Whereas Iran has not shown up to defend lawsuits against it in the US, when such large funds were at stake, dozens of lawyers showed up to fight to free the funds. Although Iran got the funds temporarily freed up long enough to transfer them out of the country, it was another example of Shurat Hadin harming Iran’s freedom of operations in terror financing.
Since its founding, Shurat Hadin has also been involved in fighting the Boycott, Divestment and Sanctions campaign against Israel, and took legal actions that prevented some ships from setting sail which were intended to join flotillas trying to break the blockade on Hamas in Gaza.
Leitner said that BDS arose from the “enemies of Israel seeing they cannot beat Israel conventionally, not in wars” and expanding to “lawfare, attacking Israel in public opinion – a more sophisticated and more deadly attack” since they seem to be “acting within civilization, and BDS can be defended by free speech principles and seems legitimate.”
On October 30, Shurat Hadin filed a class action lawsuit with the Federal Court of Australia under the Racial Discrimination Act of 1975, over Sydney University Prof.
Jake Lynch’s participation and public support of boycotts of Israel.

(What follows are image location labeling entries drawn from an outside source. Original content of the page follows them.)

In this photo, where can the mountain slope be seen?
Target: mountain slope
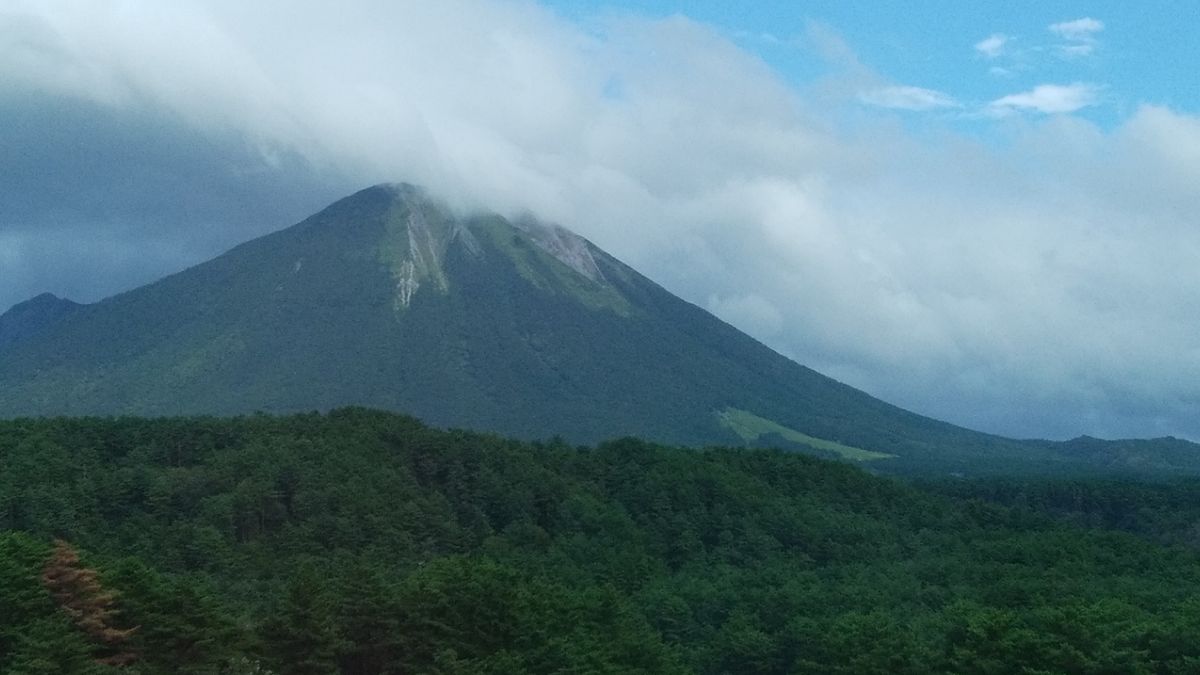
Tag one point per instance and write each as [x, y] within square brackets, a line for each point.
[389, 299]
[27, 320]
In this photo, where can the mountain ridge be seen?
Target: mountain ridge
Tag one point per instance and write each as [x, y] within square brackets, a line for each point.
[389, 299]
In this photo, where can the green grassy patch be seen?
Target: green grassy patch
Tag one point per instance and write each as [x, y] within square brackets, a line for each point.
[750, 426]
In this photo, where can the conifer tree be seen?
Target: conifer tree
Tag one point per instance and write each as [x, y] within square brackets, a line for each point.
[78, 592]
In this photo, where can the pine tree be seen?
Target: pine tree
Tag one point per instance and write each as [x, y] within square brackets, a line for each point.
[301, 634]
[78, 592]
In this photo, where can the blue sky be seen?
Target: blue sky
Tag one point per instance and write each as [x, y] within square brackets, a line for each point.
[971, 52]
[982, 211]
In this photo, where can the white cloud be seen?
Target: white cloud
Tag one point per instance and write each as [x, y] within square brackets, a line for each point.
[1079, 30]
[1048, 287]
[993, 46]
[1079, 36]
[1048, 99]
[907, 99]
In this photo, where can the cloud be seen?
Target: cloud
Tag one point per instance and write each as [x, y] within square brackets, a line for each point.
[907, 99]
[991, 46]
[1078, 30]
[1048, 99]
[1045, 287]
[1080, 36]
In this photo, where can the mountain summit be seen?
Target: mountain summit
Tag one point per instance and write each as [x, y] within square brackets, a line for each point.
[389, 299]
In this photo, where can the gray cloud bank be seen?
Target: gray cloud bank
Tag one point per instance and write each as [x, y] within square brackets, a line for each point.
[1044, 285]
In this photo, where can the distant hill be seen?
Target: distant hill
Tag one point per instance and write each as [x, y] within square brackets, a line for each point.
[391, 300]
[33, 316]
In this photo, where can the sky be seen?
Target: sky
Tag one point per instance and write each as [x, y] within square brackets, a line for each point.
[984, 213]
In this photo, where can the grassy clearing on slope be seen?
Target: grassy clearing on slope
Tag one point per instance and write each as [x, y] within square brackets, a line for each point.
[750, 426]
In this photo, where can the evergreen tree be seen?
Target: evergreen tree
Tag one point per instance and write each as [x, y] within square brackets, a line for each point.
[78, 592]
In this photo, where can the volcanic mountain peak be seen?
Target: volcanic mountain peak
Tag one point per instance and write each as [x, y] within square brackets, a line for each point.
[390, 299]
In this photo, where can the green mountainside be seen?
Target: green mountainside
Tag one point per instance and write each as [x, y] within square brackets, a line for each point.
[364, 543]
[389, 299]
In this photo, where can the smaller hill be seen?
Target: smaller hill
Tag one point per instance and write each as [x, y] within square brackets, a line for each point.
[27, 320]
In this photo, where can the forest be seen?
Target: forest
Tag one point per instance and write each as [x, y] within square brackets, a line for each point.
[363, 542]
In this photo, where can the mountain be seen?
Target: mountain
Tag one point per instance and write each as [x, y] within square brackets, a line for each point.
[27, 320]
[389, 299]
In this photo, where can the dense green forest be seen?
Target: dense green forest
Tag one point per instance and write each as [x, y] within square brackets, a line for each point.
[364, 542]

The lawsuit cited Lynch’s refusal to submit to the jurisdiction of the Australian Human Rights Commission, with whom Shurat Hadin had filed a complaint in late July.
Shurat Hadin also made headlines in recent months with a Facebook campaign that successfully gathered testimonies for bringing cases at the International Criminal Court against Palestinian Authority leaders should they decide to bring cases against Israelis.
Leitner also takes credit for forcing down a Facebook page with connections to the Iranian government, following a “threat letter” to Facebook to initiate a lawsuit if the page remained. While Facebook did not respond, Leitner confirmed that the page had been taken down.
With its success, Shurat Hadin has also grown from a handful of young lawyers going into credit card debt to stay afloat, to around 10 lawyers and additional administrative staff. Shurat Hadin now runs student internship programs at various times of year, and works with local counsel in several countries.
Somehow in all of this, Leitner said she still finds time, with some hired help, to raise six children, and deals with such matters as “attending parent-teacher conferences, fighting for my children when needed and making sure they do their homework.”